Jeremy Wright initially brought up capacity scaling issues on his blog, essentially saying that Web 2.0 companies need 99.99% uptime or else [CORRECTION: Jeremy was generally ranting about uptime and never specifically called for 99.99% uptime; I inferred this based on a later post by Jeremy, which is worth reading]. I enjoyed Signal vs. Noise’s response to Jeremy’s post because it provides a concise explanation of why 99.99% uptime is really hard:
To go from 98% to 99% can cost thousands of dollars. To go from 99% to 99.9% tens of thousands more. Now contrast that with the value. What kind of service are you providing? Does the world end if you’re down for 30 minutes?
If you’re Wal-Mart and your credit card processing pipeline stops for 30 minutes during prime time, yes, the world does end. Someone might very well be fired. The business loses millions of dollars. Wal-Mart gets in the news and loses millions more on the goodwill account.
Signal vs. Noise goes on to question what the implications for a service like Flickr are if they operate at less 99% uptime; the answer is that right now it’s probably no big deal.
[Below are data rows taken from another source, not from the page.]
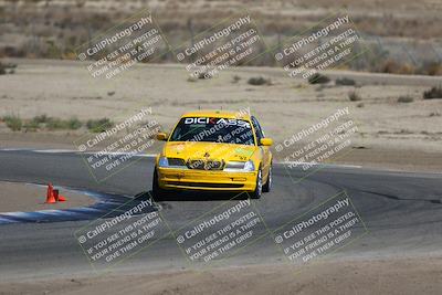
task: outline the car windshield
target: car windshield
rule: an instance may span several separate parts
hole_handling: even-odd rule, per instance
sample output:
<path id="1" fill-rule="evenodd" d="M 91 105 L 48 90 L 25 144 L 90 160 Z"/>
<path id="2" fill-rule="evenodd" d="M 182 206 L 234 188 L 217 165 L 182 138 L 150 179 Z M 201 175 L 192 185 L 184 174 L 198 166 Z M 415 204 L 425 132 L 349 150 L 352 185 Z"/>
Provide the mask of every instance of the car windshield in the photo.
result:
<path id="1" fill-rule="evenodd" d="M 254 145 L 249 122 L 235 118 L 186 117 L 173 130 L 170 141 L 209 141 Z"/>

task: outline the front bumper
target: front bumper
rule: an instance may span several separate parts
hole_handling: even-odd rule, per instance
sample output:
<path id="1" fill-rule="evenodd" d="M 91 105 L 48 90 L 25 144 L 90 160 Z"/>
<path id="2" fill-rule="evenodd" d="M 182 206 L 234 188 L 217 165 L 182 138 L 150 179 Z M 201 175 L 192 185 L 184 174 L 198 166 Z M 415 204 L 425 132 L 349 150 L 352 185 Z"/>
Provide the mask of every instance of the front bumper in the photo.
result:
<path id="1" fill-rule="evenodd" d="M 227 172 L 158 168 L 161 189 L 254 191 L 256 172 Z"/>

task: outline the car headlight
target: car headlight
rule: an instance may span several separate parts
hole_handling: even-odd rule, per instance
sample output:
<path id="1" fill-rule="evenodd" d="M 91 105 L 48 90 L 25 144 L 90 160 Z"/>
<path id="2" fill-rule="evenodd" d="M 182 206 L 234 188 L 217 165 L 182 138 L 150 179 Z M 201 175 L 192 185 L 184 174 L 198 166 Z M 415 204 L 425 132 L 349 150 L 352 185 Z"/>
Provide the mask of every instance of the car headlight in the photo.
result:
<path id="1" fill-rule="evenodd" d="M 253 165 L 253 161 L 229 161 L 225 167 L 224 171 L 232 171 L 232 172 L 240 172 L 240 171 L 254 171 L 255 166 Z"/>
<path id="2" fill-rule="evenodd" d="M 161 168 L 185 168 L 186 162 L 183 159 L 180 158 L 160 157 L 158 166 Z"/>

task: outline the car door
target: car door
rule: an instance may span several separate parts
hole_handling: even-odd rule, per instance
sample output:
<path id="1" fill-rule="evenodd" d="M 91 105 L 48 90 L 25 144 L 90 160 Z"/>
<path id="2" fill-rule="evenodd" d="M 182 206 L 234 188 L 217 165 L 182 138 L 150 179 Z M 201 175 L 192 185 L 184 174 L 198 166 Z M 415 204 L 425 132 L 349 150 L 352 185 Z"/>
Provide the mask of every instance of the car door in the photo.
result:
<path id="1" fill-rule="evenodd" d="M 262 155 L 263 155 L 263 169 L 262 170 L 263 170 L 263 177 L 264 177 L 264 179 L 266 179 L 267 175 L 269 175 L 269 168 L 270 168 L 270 165 L 272 161 L 270 147 L 261 145 L 261 143 L 260 143 L 261 138 L 265 137 L 264 131 L 261 128 L 261 125 L 255 117 L 252 116 L 251 119 L 252 119 L 253 128 L 255 129 L 257 146 L 260 147 Z"/>

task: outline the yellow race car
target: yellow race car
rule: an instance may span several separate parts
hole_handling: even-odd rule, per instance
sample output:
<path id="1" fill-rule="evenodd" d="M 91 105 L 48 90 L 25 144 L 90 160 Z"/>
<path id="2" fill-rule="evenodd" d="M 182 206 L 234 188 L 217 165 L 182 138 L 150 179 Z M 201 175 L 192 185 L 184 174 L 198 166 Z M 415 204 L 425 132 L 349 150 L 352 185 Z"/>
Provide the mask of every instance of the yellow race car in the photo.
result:
<path id="1" fill-rule="evenodd" d="M 271 189 L 273 140 L 249 113 L 188 113 L 157 139 L 166 144 L 155 161 L 156 198 L 170 190 L 217 190 L 248 191 L 259 199 Z"/>

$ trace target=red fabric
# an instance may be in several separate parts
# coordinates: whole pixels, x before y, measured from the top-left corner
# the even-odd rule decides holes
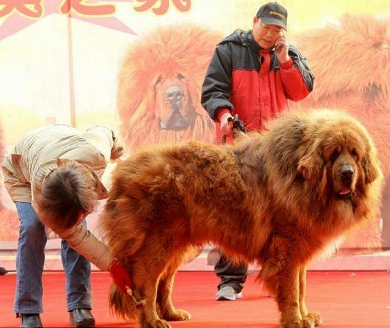
[[[260,58],[264,58],[260,72],[234,70],[232,72],[230,101],[234,109],[231,114],[238,114],[250,130],[263,128],[267,120],[288,108],[288,99],[297,101],[309,93],[302,74],[293,66],[291,58],[280,64],[279,70],[270,71],[270,52],[261,50],[259,53]],[[218,118],[224,109],[218,112]],[[222,136],[218,124],[216,133],[218,141]]]
[[[234,302],[214,300],[218,278],[212,272],[179,272],[176,275],[173,302],[191,313],[188,322],[172,323],[173,328],[278,328],[279,314],[274,301],[250,275],[244,298]],[[0,327],[19,327],[12,313],[16,276],[0,276]],[[133,327],[139,325],[117,319],[107,306],[111,279],[108,273],[92,274],[92,313],[96,327]],[[322,315],[322,328],[389,327],[390,273],[386,272],[310,272],[306,304],[310,311]],[[66,312],[65,275],[45,272],[43,276],[43,326],[73,327]]]
[[[117,260],[113,260],[108,267],[108,271],[114,282],[123,292],[126,292],[127,287],[131,288],[133,286],[127,270]]]

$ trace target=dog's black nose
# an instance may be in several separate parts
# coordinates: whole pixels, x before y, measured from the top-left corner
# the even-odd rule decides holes
[[[350,178],[353,175],[353,170],[351,166],[344,166],[340,170],[340,173],[343,178]]]

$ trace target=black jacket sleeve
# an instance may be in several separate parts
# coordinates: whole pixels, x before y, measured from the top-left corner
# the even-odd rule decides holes
[[[292,59],[293,65],[301,72],[309,91],[312,91],[315,78],[309,68],[307,59],[302,55],[297,48],[292,45],[289,45],[289,55]]]
[[[217,120],[219,109],[233,109],[233,105],[229,101],[231,87],[230,45],[222,43],[214,52],[202,86],[202,106],[212,120]]]

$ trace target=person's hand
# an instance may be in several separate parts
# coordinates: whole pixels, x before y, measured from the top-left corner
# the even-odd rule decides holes
[[[284,37],[282,36],[277,38],[275,42],[275,55],[279,59],[281,64],[288,61],[290,57],[289,57],[289,43]]]
[[[114,258],[108,267],[108,271],[115,284],[122,292],[126,293],[126,286],[131,287],[132,285],[130,276],[126,268],[117,259]]]
[[[222,132],[222,134],[224,134],[226,136],[232,135],[234,133],[233,129],[228,124],[228,119],[229,117],[233,117],[230,115],[230,113],[225,113],[219,119],[219,121],[221,122],[221,131]]]

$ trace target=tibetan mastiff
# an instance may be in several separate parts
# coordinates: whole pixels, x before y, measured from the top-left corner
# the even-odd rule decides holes
[[[285,328],[320,324],[305,304],[307,264],[373,217],[382,173],[363,126],[332,111],[289,113],[233,145],[190,141],[150,146],[119,164],[101,217],[111,249],[131,275],[143,327],[190,319],[171,301],[186,252],[212,242],[257,261]],[[125,317],[132,302],[113,286]]]
[[[215,125],[200,105],[219,33],[195,24],[154,29],[135,42],[119,70],[117,103],[130,151],[166,141],[215,142]]]

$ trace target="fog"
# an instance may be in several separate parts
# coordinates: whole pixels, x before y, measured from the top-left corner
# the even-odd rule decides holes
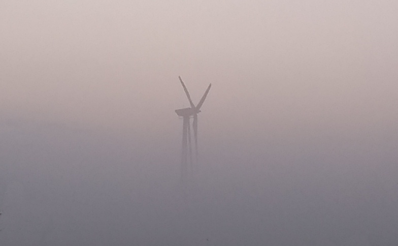
[[[2,1],[0,244],[398,245],[397,10]]]

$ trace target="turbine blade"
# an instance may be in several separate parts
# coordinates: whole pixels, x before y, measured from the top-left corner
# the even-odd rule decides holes
[[[193,128],[193,138],[195,141],[195,158],[196,159],[196,164],[197,164],[197,114],[193,115],[193,123],[192,123],[192,127]]]
[[[202,97],[202,99],[201,99],[200,102],[199,103],[197,104],[196,105],[196,111],[198,111],[200,109],[201,107],[202,107],[202,104],[205,102],[205,99],[206,99],[206,97],[207,97],[207,94],[209,93],[209,91],[210,90],[210,88],[211,87],[211,84],[209,85],[209,87],[207,87],[206,91],[205,91],[205,94],[203,95],[203,97]]]
[[[189,101],[189,104],[191,105],[191,108],[195,108],[195,105],[193,104],[193,103],[192,102],[192,100],[191,100],[191,96],[189,96],[189,93],[188,92],[188,89],[187,89],[186,87],[185,87],[185,84],[184,84],[183,82],[182,82],[182,79],[181,79],[181,77],[178,76],[178,78],[180,79],[180,81],[181,81],[182,87],[184,88],[184,91],[185,91],[185,94],[187,95],[188,100]]]

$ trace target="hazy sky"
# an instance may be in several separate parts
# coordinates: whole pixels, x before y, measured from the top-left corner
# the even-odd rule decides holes
[[[396,245],[397,3],[0,2],[0,242]]]

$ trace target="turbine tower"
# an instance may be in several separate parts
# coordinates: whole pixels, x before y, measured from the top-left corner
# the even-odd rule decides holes
[[[189,163],[191,166],[191,172],[192,170],[192,150],[191,145],[191,124],[190,118],[193,118],[192,123],[192,128],[193,129],[193,139],[195,143],[195,163],[197,163],[197,114],[200,113],[201,107],[203,105],[205,100],[206,99],[207,94],[211,87],[211,84],[209,85],[205,94],[202,97],[201,101],[195,106],[192,102],[189,93],[188,92],[185,85],[181,79],[181,77],[178,76],[180,81],[181,82],[184,91],[185,91],[188,101],[191,107],[189,108],[182,108],[176,110],[176,113],[179,116],[182,116],[182,153],[181,156],[181,179],[183,182],[186,181],[186,177],[188,175],[188,160],[189,159]]]

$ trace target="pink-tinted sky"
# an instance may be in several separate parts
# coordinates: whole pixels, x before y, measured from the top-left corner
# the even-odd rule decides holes
[[[0,244],[397,245],[397,13],[0,1]]]

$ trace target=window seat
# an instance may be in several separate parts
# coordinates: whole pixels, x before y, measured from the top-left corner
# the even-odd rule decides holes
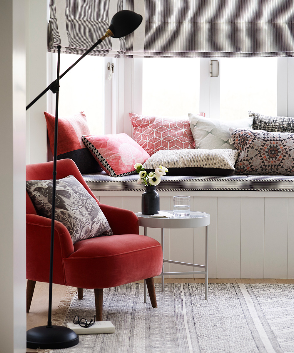
[[[138,185],[137,174],[114,178],[104,172],[83,175],[92,191],[124,190],[143,191]],[[156,186],[158,191],[294,191],[294,176],[233,175],[223,176],[202,175],[165,175]]]
[[[137,184],[137,174],[114,178],[101,172],[83,176],[102,203],[141,210],[145,188]],[[172,209],[174,195],[188,195],[191,210],[210,215],[210,278],[292,279],[293,182],[294,176],[288,176],[167,175],[156,190],[161,210]],[[140,227],[140,232],[144,234],[144,229]],[[148,228],[147,234],[160,241],[160,232]],[[164,230],[167,258],[201,263],[205,249],[203,227]],[[167,272],[191,269],[175,264],[165,266]]]

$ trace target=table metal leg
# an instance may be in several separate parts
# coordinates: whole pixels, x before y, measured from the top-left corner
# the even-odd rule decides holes
[[[205,227],[205,299],[207,299],[208,288],[208,226]]]
[[[164,258],[164,230],[163,228],[161,228],[161,246],[162,248],[162,257]],[[164,260],[162,262],[162,272],[164,271]],[[163,275],[161,276],[161,292],[164,290],[164,276]]]
[[[147,236],[147,227],[144,227],[144,235]],[[144,303],[147,303],[147,285],[146,281],[144,280]]]

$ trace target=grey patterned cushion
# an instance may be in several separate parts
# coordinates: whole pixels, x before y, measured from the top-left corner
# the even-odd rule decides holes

The same questions and arguments can be applied to internal corporate applications. Is it ok if your company’s e-mail doesn’t work all the time? Probably not, especially with people accessing over the web, via Treos and Blackberries, and working on the weekends. Is it ok if the human resources web portal doesn't have a 99% uptime? HR might tell you that it is, but chances are good that HR is not working 7 days a week in most companies.
Signal vs. Noise introduces a great term for evaluating uptime that came from Alistair Cockburn: “Criticality”. The percentage of uptime is directly related to the level of criticality.